Originellement conçue par New World Computing, Might & Magic est souvent considérée comme une des trois grandes séries fondatrices du RPG sur ordinateurs avec Ultima et Wizardry. De fait, ce sont des jeux exceptionnels et particulièrement riches jusqu’au septième épisode, à partir duquel il est évident que les concepteurs n’ont pas su la renouveler. Mais revenons à ce qui nous intéresse ici, à savoir le troisième épisode de la série, dans sa version CD-ROM pour PC Engine.
L’action se passe dans le monde de Terra, où règne un désordre absolu. Des myriades de monstres ont fait leur apparition et sèment la terreur dans tout le royaume. Les villes elles-mêmes ne sont plus sûres et les rues réservent leur lot de mauvaises rencontres.

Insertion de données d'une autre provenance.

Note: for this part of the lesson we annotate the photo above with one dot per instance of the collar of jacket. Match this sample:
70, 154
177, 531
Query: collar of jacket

Il semble que l’instigateur de tout ce fatras soit une entité dont on ne connait que le nom : Sheltem. Qui est Sheltem, quelle est sa nature, quelles sont ses motivations, tout cela reste des inconnues. Toujours est-il que le roi à fait un appel auprès des aventuriers, ses troupes étant désemparées et trop occupées à défendre la population… Ainsi commence l’aventure de votre équipe de six héros, qui auront entre leur main le destin de Terra…
Migh & Magic 3 commence par une brève introduction animée , exactement la même que la version PC, durant laquelle vous est expliqué brièvement le scénario grâce à des voix digitalisées. Une fois celle-ci terminée, vous avez l’occasion de créer votre propre équipe ou, si vous êtes flemmard, de commencer directement avec l’escouade préconstruite qui, une fois n’est pas coutume, est à la fois équilibrée et efficace. Le jeu en lui même se déroule selon une vue subjective. Le paysage est représenté dans une fenêtre à gauche de l’écran. A droite se trouve une série d’icônes permettant d’effectuer diverses actions (lancer un sort, accéder à l’inventaire des personnages, défoncer un mur…). En bas se trouvent les portraits de vos personnages reflétant leur état. Une gemme au dessus de chaque portrait indique de façon approximative leurs points de vie. Verte quand le personnage est en pleine forme, elle devient rouge quand celui-ci est proche de la fin. Les déplacements se font avec le pad alors qu’un bouton permet de basculer vers le pavé d’icônes. On s’y fait, mais l’interface qui était parfaite à la souris se révèle lourde sur console, particulièrement en ce qui concerne la gestion de l’équipement. En effet, pour voir les effets d’un objets, il faut se rendre dans l’écran de statut du personnage après avoir revêtu l’objet en question, ce qui est assez long et nécessite pas mal de manipulations. Il est donc regrettable que les développeurs n’aient pas adaptés l’interface à la console. Le jeu se joue au tour par tour.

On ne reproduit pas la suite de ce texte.